Unfortunately, it's rather hard to demonstrate that two dissimilar complex
programs actually implement exactly the same function.

This is doubly true because performance is very important, so some techniques
that might help— e.g. define a kind of abstract turing machine, write the
rules for the distributed algorithm in its language, then different
implementations use the same rules and only have to prove their turing machine
implementation is functionally identical— aren't readily available.

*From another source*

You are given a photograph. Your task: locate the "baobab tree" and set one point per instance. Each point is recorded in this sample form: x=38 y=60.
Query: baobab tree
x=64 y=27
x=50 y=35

It can be hard to gain confidence through testing because some of the most
important rules are for cases which are forbidden, so these cases will not
show up on the production network— they only happen when an attacker produces
them. There are an infinite number (subject to memory, and already the
function input is gigabytes of data) of valid and invalid cases, so exhaustive
testing of the whole function is not possible. They can also arise out of
implicit behavior, "what happens when this value overflows?", "what is the
maximum size of this structure", etc.

This is further complicated by the fact that Bitcoin implementations use third
party code that wasn't written with this kind of must-have-exact-behavior in
mind. The reference implementation uses things like OpenSSL's crypto and
bignums, various boost data structures, BDB (previously, now leveldb)... and
subtle potentially undocumented and unknown behavior from this third party
code may be leaking into the definition of the consensus algorithm. The
reference implementation has been slowly disentangling these dependencies, but
things like the hidden BDB locking limitations (which depend on the layout of
the database on disk) are easy to miss.

(Third party code isn't just a reference implementation issue, e.g. BitcoinJ's
full node code has had algorithm inconsistencies arising out of undocumented
behavior in a database library it uses)

Satoshi's answer for this was that there should only be one implementation of
the full node software. However, "create your own Bitcoin implementation"
seems to be the new millennium's "create an IRC client" so it seems that this
is unrealistic... and there have been more than a half dozen attempts
(including two nearly complete ones in java, two in C, three in C++, one in
Haskell, one in erlang, one (two?) in javascript, as well as several non
public ones (including one in ruby, I think)).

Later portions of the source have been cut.